Where you intend to declare a dividend on the first day, or soon after the start, of an accounting period you won’t know for sure the results of the financial year just ended, but you will probably have a good idea. Producing regular management accounts, say quarterly, will help you keep tabs. Even without these you may know that the company has substantial profits built up over the years in which case declaring a dividend at the start of a year won’t be a problem. If, however, the level of profit is predictable you should estimate it before working out how much dividend can be paid.

It’s advisable to be cautious and not declare a dividend that exceeds profits. Where this happens and the recipient is a material shareholder, this usually means they own 5% or more of the ordinary share capital, they will be required to repay the dividend. And if the proper paperwork isn’t kept (see below) HMRC might argue that the excess is taxed and subject to NI as additional salary.

Paying a dividend


Declaring a dividend is the formal step needed before actually paying it. A declaration is just a statement that says how much and when the dividend will be paid.
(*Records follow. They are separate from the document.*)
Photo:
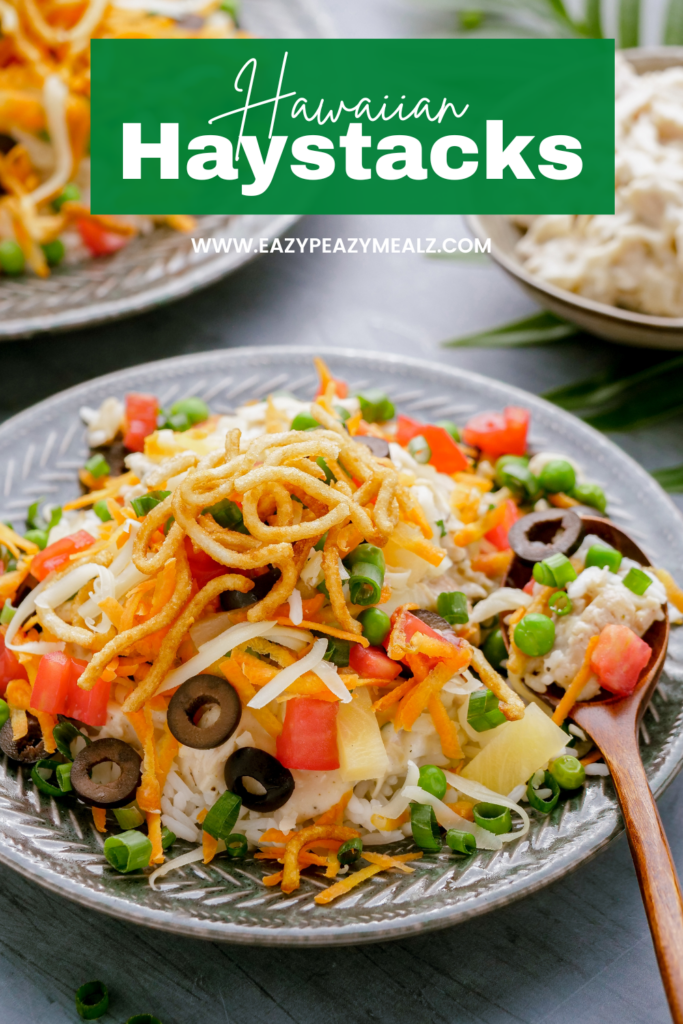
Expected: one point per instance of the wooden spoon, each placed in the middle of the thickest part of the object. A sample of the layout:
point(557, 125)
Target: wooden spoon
point(612, 723)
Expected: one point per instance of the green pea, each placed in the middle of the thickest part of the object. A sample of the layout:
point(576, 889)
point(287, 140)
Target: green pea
point(433, 780)
point(11, 257)
point(304, 421)
point(450, 428)
point(535, 635)
point(54, 252)
point(590, 494)
point(376, 626)
point(194, 409)
point(568, 772)
point(556, 475)
point(70, 194)
point(494, 648)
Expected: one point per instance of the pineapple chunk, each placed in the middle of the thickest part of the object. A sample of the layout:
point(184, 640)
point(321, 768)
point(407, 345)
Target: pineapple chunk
point(519, 750)
point(361, 753)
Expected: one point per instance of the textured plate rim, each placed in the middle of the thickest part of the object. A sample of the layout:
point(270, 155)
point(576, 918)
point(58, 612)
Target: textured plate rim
point(417, 922)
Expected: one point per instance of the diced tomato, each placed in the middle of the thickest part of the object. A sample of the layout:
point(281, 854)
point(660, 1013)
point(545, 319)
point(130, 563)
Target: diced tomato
point(9, 667)
point(141, 413)
point(98, 240)
point(499, 535)
point(446, 457)
point(51, 691)
point(372, 662)
point(57, 554)
point(87, 706)
point(56, 690)
point(308, 739)
point(499, 433)
point(407, 429)
point(619, 658)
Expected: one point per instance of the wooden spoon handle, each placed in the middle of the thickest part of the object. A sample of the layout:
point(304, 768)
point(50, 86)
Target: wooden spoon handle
point(656, 873)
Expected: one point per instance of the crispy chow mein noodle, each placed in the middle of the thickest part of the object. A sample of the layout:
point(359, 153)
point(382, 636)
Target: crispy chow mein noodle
point(299, 634)
point(45, 123)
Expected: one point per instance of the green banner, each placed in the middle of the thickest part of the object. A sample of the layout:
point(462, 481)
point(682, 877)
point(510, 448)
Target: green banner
point(352, 126)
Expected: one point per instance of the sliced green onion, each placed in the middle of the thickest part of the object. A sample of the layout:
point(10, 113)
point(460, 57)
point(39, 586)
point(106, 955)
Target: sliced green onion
point(167, 838)
point(603, 555)
point(349, 851)
point(38, 537)
point(101, 511)
point(483, 712)
point(128, 851)
point(420, 450)
point(41, 782)
point(425, 827)
point(376, 407)
point(129, 817)
point(376, 626)
point(535, 635)
point(304, 421)
point(63, 776)
point(637, 582)
point(194, 410)
point(65, 733)
point(92, 1000)
point(145, 503)
point(493, 817)
point(222, 816)
point(545, 806)
point(7, 612)
point(554, 571)
point(557, 475)
point(97, 465)
point(494, 648)
point(450, 428)
point(461, 842)
point(227, 514)
point(433, 780)
point(452, 605)
point(568, 772)
point(237, 846)
point(560, 603)
point(54, 252)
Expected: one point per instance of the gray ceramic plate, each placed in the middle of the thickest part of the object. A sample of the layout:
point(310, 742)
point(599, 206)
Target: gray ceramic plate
point(162, 266)
point(599, 318)
point(55, 845)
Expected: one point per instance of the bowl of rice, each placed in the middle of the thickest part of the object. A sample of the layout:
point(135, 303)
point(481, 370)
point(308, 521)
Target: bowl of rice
point(617, 275)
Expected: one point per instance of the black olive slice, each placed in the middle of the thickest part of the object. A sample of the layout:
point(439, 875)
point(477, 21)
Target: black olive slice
point(230, 600)
point(377, 445)
point(541, 535)
point(189, 698)
point(29, 749)
point(275, 778)
point(116, 794)
point(433, 621)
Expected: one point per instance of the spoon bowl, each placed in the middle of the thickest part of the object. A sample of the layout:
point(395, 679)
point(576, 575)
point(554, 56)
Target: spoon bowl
point(612, 723)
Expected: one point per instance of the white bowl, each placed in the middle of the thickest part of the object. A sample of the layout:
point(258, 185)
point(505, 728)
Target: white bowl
point(597, 317)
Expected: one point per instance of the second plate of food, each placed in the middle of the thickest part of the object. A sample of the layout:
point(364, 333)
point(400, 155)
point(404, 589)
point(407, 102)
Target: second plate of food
point(252, 664)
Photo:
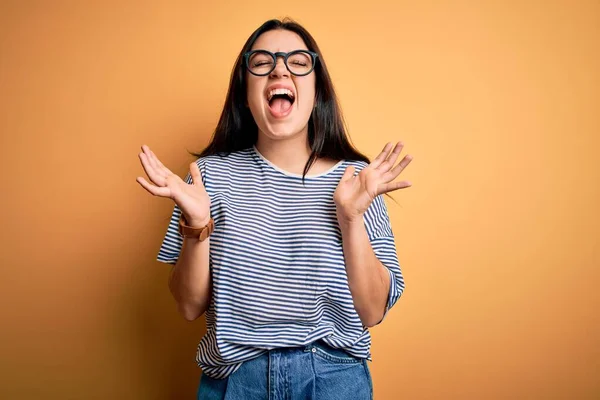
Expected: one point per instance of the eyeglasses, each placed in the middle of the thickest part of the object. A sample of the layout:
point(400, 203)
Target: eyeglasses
point(263, 62)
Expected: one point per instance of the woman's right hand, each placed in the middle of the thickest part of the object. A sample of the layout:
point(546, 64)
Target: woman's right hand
point(192, 199)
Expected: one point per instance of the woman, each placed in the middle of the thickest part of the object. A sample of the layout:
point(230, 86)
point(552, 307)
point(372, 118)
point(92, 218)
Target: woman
point(287, 243)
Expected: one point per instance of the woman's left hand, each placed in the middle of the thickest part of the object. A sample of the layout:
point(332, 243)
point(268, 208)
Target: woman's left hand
point(354, 194)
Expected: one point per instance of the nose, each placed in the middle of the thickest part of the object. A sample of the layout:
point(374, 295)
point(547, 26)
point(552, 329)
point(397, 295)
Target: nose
point(280, 69)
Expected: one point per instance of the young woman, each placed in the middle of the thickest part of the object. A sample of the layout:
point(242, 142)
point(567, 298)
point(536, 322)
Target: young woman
point(280, 233)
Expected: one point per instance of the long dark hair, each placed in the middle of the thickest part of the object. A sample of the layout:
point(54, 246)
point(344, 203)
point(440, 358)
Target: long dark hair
point(237, 129)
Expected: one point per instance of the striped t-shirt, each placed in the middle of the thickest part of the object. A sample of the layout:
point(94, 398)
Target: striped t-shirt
point(276, 261)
There’s no reason declaration and payment can’t happen on the same day.

The director/shareholders loan account can only be credited with a dividend on the date it’s payable - and not the date of the declaration.

Paperwork


Where the timing of a dividend is critical this makes the need to keep accurate documentation and records equally so. Companies should record the date the dividend is declared. This might be in the form of a minute of a board meeting, or for a single director company just a note kept with the company’s statutory records (company register etc.).

Other shareholders


A dividend declared will be payable to every holder of the same type of share. This can cause trouble if one shareholder wants a dividend paid early in the financial year while another wants to wait. To get round this problem you can issue additional classes of share for each director/shareholder in addition to their ordinary shares. This will allow you to declare dividends at different dates. It’s advisable to take professional advice before going down this route.